Only use the terms “obese” and “overweight” in the scientific sense, and reference whose definition you’re using. People throw these words around as if they’re moral judgments or something you can determine just by looking at someone. Remind yourself that these are medical terms used by public health officials and should only be used in that context. To make sure your audience is clear about this, reference whose definition you’re using when describing what counts as “overweight” or “obese.” Is it the Centers for Disease Control and Prevention’s? The World Health Organization’s? There’s a lot of internal debate in the medical community about these terms, so make sure you’re clear which definition you’re using.
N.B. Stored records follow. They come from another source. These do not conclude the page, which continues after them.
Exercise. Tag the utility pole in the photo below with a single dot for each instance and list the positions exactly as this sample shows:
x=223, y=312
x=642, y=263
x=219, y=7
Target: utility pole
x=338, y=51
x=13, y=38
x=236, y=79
If you’re not speaking in medical terms, avoid them completely.

BMI is better for measuring populations, and doesn’t work for individuals. The Plan B story had nothing to do with body mass index (BMI), and thankfully some reporters were careful to point that out. But overall, there’s a tendency in the media to treat BMI as if it’s a useful measure for assessing an individual’s body and health. It’s really not, in no small part because there’s so much individual variation regarding body type, genetic tendencies for certain nutrition-related disease, and muscle-to-fat ratio. The BMI might be a good way for public health officials to create understanding about what’s going on in a general population, but it’s not a useful way to render judgment about one person’s body. Avoid using it to talk about individuals altogether.

Do not marginalize people based on their weight. As Mother Jones reporter Molly Redden noted in her story, 166 pounds—the weight at which current formulations of emergency contraception start to lose effectiveness—is the average weight of the U.S. woman. Beyond the shaming and the inaccuracy, this points to why using terms like “obese” and “overweight” is such a bad idea. The implication is that the story only affects a small number of women when really the story has widespread public health implications. Instead, write it with the people whose bodies are being discussed in mind as your primary audience. After all, as the Plan B story shows, they’re the ones who have the most vested interest in your piece. Why wouldn’t you write directly to them?
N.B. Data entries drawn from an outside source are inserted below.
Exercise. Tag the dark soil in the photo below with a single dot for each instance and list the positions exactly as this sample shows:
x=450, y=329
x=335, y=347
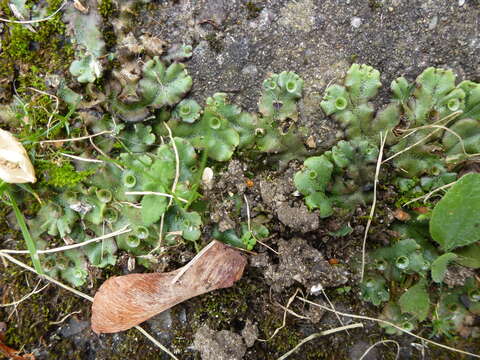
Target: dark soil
x=237, y=43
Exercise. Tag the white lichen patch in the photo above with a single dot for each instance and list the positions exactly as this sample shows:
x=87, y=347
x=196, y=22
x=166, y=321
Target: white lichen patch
x=299, y=15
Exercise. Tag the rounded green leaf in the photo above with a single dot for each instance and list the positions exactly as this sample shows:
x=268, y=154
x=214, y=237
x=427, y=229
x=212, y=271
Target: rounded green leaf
x=456, y=218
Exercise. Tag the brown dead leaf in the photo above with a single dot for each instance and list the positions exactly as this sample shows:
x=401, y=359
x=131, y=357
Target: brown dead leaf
x=15, y=165
x=125, y=301
x=401, y=215
x=8, y=351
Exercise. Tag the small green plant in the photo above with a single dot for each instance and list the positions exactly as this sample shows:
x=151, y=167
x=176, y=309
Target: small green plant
x=338, y=177
x=455, y=219
x=159, y=86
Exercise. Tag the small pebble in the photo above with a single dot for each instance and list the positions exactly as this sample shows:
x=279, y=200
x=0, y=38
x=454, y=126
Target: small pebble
x=433, y=23
x=356, y=22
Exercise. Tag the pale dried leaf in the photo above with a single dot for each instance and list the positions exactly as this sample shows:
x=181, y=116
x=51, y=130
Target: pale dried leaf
x=15, y=165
Weight and health care are tricky subjects, because there’s no way to completely separate them, but there’s also so much shame built into the discourse about weight. It might feel overwhelming at times, but with these few simple suggestions, some of the major landmines can be stepped around. It’s important to do so, and not just because sensitivity is important in and of itself. It’s also because articles that come across as judgmental or shaming are unlikely to be read by people who need the information the most. And isn’t the whole point to get good health information into the hands of people who need it?